Between 2011 and 2016, researchers in France followed a program across four major cities that housed 300 of the most-at-need individuals experiencing chronic homelessness. Like other studies around the world, Tinland et al. found that 85% of participants who received the housing first treatment remained housed. Hospital stays were also cut in half, and those who were housed expressed greater quality of life improvements than the 300 individuals receiving standard homelessness interventions.
Recently, Finland became the first country to adopt housing first as national policy. As Juha Kaakinen, one of the drafters of Finland’s national housing first plan, articulated:
“Everybody has their own story, their own history. They have their own resources. They may also have their own problems… You may need rehabilitation, detoxification, etc. These other elements are important. But to get these things done successfully, you must provide permanent housing. That way you can be sure that you are not kicked out the next morning and you can plan your life ahead.”

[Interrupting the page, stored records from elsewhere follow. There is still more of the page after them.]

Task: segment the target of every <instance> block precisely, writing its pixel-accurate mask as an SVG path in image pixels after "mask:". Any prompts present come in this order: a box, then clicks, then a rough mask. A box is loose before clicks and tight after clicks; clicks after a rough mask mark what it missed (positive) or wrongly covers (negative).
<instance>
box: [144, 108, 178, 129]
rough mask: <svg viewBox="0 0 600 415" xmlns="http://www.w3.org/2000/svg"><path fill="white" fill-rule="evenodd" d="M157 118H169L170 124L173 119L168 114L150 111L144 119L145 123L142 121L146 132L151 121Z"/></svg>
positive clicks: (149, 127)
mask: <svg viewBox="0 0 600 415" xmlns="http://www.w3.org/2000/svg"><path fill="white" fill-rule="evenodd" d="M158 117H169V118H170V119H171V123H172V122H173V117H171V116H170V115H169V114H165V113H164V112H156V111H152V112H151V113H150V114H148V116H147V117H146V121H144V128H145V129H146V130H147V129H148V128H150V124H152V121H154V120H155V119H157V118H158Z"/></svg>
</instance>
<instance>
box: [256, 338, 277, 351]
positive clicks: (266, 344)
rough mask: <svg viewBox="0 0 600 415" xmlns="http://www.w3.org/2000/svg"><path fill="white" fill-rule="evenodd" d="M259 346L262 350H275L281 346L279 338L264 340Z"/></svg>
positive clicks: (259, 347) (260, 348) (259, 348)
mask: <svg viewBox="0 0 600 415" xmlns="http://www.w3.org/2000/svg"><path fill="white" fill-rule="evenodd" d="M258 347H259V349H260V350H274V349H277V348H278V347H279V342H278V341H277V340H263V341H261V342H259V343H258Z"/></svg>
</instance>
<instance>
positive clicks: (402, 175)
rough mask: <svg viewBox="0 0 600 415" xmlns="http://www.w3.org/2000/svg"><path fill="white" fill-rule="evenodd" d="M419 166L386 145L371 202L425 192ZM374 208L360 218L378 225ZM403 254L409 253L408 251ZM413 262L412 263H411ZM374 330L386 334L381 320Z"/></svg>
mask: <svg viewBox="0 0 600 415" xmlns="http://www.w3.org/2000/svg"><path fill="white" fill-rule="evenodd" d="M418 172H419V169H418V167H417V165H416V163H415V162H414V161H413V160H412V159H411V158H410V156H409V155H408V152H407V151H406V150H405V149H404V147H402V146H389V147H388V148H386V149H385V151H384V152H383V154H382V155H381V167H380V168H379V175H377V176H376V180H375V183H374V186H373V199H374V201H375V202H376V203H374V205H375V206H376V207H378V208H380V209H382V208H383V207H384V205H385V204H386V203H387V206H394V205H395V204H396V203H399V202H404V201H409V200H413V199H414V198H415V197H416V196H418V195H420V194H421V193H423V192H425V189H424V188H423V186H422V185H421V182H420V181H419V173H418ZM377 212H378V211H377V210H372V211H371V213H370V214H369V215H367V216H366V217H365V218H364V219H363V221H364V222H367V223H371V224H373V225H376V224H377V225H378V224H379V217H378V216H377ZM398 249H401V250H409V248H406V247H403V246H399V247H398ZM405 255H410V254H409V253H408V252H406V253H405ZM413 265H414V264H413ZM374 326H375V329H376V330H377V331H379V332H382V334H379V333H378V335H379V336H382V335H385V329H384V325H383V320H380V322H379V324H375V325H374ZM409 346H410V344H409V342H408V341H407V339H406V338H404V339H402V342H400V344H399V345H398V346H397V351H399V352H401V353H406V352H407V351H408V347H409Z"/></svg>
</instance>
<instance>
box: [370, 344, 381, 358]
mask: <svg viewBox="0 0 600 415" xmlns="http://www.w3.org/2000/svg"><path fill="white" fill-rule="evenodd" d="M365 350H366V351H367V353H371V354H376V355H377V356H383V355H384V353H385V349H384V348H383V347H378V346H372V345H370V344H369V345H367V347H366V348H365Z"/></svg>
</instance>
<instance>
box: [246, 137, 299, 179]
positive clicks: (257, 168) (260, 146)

Housing first checks all of the boxes. It has proven to be much more effective at achieving sustainable long-term decreases to chronic homelessness while simultaneously cutting costs. It sets people up for success and provides them the stable foundation needed to deal with ancillary challenges like mental health issues or addiction.
Perhaps above all else, it is a more equitable and humane approach to chronic homelessness. The housing first philosophy acknowledges people’s agency and humanity, then offers a helping hand and a sense of community instead of a bureaucratic scolding characterized by surveillance and humiliation. Canada, the United States, and the rest of the world should adopt housing first as a national policy. With solutions like this, ending homelessness in our lifetime is possible.